The ACLU has also brought a potentially precedent-setting case before the court this term relating to first-amendment free-speech rights and the internet. Free Speech Coalition v Paxton concerns legislation out of Texas that requires websites that carry more than a third of their content that is porn or other material deemed “harmful to minors” to force their users to provide proof of age before gaining entry.
The ACLU and other plaintiffs say this is a burden on adult first amendment rights to see sexual content, and could have other serious consequences. “Throughout history, we’ve seen restrictions on access to supposed adult content used to relegate LGBTQ content to the shadows and to deny sexual and reproductive information,” Archer said.
Other big upcoming cases yet again threaten environmental protections in the US. The justices will consider a couple of cases involving whether to weaken the requirement on federal agencies to consider the ecological impact of their actions, and whether to remove regulations designed to keep toxic pollution out of water.
All these cases, and many more, will be heard as the court struggles under an ethical black cloud. For months now individual justices, notably Thomas and fellow rightwinger Samuel Alito, have come under criticism over such issues as Thomas’s luxury travel paid for by a Republican mega-donor and free opera tickets worth $900 supplied to Alito by a German princess.

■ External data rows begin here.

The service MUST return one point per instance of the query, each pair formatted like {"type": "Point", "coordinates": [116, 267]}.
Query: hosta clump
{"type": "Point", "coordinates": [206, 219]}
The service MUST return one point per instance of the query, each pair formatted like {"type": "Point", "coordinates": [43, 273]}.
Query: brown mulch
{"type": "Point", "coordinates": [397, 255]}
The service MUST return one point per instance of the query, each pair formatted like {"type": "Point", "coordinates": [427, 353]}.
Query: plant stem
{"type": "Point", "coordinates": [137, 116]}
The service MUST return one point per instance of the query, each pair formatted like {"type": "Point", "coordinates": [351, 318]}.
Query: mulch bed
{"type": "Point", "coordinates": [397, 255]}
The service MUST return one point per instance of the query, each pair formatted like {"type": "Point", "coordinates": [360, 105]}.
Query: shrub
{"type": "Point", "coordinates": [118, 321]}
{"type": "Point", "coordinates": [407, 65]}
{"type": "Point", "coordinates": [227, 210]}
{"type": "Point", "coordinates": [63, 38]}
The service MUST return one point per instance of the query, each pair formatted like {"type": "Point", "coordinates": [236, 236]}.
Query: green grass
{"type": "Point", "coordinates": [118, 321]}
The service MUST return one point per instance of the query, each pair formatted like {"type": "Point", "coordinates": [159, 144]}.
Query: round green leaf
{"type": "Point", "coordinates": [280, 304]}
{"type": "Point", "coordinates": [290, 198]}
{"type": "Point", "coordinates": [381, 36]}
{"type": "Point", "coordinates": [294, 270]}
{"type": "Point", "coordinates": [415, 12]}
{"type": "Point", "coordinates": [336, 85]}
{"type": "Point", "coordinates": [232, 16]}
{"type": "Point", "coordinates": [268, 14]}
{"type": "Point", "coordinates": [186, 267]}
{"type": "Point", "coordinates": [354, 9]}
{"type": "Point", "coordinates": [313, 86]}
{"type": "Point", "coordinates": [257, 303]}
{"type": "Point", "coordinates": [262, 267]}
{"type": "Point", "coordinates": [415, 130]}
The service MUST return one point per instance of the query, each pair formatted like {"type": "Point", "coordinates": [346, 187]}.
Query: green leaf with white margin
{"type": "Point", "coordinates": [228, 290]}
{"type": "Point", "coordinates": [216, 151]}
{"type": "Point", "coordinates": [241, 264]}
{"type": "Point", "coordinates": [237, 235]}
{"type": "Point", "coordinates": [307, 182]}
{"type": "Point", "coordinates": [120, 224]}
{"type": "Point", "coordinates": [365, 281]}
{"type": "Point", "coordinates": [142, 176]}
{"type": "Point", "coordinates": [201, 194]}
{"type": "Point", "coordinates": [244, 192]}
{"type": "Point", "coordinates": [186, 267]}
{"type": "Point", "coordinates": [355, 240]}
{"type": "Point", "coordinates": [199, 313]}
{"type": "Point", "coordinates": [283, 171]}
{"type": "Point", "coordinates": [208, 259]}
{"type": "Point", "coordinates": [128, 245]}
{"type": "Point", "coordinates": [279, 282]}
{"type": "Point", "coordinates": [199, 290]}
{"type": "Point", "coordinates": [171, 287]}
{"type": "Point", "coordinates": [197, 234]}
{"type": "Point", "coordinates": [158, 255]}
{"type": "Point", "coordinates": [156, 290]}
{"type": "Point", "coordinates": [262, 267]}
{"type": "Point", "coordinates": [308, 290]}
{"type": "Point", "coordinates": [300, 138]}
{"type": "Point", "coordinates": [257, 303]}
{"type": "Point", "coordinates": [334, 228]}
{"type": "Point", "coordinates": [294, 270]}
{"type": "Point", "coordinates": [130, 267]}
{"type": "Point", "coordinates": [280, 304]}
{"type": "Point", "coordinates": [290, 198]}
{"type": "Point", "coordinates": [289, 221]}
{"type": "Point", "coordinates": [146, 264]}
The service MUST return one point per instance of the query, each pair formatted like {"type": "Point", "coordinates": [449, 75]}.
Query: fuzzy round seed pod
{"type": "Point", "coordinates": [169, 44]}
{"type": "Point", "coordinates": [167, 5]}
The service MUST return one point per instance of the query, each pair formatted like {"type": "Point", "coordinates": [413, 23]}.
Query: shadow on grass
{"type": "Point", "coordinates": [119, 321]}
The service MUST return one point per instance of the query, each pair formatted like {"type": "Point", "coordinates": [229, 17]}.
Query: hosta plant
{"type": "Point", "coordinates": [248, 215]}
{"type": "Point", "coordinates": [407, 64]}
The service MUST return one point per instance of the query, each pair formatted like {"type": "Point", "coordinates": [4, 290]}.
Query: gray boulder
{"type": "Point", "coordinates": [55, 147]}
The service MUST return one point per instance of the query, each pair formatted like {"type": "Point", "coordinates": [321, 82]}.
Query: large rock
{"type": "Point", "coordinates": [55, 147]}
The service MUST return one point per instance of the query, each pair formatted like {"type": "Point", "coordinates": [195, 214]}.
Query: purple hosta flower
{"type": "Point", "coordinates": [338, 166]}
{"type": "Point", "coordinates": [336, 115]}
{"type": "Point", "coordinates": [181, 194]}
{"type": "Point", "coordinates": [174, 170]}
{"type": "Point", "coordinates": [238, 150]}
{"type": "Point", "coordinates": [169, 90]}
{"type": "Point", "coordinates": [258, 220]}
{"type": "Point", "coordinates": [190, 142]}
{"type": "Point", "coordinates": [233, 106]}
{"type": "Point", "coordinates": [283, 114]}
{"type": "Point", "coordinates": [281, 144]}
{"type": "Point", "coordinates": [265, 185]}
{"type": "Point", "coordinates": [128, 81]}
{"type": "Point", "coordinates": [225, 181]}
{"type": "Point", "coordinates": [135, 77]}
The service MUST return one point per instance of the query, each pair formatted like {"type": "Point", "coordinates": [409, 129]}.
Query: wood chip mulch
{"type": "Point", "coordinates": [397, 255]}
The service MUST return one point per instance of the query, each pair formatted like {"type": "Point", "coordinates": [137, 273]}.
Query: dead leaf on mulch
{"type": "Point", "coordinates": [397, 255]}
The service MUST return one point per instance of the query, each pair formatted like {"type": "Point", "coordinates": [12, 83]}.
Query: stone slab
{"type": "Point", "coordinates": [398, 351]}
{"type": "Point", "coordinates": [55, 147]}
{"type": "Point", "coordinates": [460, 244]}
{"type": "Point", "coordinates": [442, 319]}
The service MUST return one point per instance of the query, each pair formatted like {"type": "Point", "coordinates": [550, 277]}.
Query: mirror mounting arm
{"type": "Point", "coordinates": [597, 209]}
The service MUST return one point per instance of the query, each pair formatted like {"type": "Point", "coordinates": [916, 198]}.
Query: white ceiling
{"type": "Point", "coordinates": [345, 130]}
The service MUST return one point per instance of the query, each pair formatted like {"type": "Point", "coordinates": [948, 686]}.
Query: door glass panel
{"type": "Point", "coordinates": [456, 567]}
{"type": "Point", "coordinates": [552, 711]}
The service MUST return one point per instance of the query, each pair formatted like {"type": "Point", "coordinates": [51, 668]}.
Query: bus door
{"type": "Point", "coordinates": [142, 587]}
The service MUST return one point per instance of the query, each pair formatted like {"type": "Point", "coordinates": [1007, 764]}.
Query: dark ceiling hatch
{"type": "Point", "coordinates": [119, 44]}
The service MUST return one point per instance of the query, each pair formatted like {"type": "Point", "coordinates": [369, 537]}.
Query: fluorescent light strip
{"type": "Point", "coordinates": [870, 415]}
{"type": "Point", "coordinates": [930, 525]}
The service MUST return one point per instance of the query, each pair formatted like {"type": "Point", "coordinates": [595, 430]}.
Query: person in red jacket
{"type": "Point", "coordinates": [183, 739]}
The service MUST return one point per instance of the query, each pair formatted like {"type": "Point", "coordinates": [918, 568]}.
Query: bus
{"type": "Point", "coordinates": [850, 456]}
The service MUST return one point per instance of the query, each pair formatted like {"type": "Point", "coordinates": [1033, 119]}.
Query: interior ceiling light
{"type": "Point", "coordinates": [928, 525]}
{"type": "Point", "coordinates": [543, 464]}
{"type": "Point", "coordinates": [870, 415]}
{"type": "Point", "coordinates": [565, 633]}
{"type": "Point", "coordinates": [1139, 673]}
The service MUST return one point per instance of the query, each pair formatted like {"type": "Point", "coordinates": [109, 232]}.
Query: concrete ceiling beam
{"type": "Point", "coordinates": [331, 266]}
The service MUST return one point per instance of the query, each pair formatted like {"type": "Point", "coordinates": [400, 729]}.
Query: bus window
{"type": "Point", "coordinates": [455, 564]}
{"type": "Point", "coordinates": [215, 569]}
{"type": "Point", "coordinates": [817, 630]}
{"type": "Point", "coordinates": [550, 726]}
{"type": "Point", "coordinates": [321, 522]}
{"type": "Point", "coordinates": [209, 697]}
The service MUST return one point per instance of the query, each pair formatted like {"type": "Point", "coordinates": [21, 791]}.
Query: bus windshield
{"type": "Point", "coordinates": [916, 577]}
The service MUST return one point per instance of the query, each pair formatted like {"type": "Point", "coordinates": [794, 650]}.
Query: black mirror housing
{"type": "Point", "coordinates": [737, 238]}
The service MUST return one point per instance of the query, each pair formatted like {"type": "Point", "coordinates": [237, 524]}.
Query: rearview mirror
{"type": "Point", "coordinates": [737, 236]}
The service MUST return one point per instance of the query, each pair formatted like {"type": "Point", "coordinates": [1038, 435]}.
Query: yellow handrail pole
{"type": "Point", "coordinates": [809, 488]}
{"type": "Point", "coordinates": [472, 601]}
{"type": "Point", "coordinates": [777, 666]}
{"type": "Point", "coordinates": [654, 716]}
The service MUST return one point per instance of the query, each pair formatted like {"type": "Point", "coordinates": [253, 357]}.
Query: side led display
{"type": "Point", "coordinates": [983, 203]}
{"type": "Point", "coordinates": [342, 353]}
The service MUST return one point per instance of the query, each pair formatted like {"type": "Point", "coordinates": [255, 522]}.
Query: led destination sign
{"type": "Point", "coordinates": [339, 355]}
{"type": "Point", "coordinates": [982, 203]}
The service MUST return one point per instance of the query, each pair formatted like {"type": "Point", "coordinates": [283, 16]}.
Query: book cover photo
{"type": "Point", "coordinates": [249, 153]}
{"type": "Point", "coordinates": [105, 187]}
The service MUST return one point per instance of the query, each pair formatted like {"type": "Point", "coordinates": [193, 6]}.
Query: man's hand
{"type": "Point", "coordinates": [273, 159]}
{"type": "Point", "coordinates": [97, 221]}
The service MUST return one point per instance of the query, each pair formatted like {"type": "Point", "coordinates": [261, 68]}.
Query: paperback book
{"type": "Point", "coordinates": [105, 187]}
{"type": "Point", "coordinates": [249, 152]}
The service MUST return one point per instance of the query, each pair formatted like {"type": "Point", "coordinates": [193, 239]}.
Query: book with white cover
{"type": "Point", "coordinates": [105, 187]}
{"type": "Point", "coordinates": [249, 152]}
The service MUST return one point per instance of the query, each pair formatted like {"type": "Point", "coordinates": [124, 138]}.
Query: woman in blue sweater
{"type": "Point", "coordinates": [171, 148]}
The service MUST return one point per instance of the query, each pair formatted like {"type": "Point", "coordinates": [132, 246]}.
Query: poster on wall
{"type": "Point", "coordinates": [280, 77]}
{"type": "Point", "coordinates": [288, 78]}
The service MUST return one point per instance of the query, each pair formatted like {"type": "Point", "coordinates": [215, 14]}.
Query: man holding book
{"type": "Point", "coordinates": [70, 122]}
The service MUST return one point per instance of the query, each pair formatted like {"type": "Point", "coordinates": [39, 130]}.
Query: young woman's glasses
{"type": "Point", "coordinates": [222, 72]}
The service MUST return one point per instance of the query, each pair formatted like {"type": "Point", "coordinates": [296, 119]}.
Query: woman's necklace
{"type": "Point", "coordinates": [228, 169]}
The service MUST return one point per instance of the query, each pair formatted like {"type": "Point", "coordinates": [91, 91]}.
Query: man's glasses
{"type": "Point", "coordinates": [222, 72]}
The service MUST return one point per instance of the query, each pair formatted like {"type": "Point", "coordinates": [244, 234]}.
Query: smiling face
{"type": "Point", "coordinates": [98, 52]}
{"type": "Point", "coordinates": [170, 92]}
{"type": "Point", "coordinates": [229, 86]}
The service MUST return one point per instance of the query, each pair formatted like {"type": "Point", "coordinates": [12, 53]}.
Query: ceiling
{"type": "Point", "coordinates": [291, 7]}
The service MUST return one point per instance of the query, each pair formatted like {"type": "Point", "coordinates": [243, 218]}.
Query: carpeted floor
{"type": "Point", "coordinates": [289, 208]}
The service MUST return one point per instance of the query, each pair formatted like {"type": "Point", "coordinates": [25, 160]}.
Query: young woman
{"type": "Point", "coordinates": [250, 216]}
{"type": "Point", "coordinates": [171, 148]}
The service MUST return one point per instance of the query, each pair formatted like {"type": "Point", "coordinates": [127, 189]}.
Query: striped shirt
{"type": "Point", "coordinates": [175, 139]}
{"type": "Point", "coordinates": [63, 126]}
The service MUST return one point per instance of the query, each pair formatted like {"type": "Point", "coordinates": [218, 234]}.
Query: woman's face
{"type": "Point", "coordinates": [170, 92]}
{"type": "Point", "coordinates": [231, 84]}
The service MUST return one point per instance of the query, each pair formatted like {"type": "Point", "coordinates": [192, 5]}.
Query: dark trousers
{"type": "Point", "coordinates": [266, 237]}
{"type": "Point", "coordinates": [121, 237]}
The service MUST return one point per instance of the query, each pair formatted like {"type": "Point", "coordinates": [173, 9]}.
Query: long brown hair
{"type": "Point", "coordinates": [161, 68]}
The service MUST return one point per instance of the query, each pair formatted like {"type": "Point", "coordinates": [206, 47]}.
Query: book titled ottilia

Amid the storm, the justices last November adopted a code of ethics for the first time. But it has been widely bemoaned as toothless, as it is entirely self-policed with no independent enforcement mechanism.
Joe Biden upped the ante in July when he called for 18-year term limits to be placed on the justices, who currently hold the position for life. He also proposed a binding ethics code.
“Concern over the justices’ ethical behavior isn’t going away, and I expect it to remain a major story through this next term,” said Gabe Roth, executive director of the non-partisan reform group Fix the Court.
Roth added: “It’s only right in a democracy to question the moral character of the people who wield so much power.”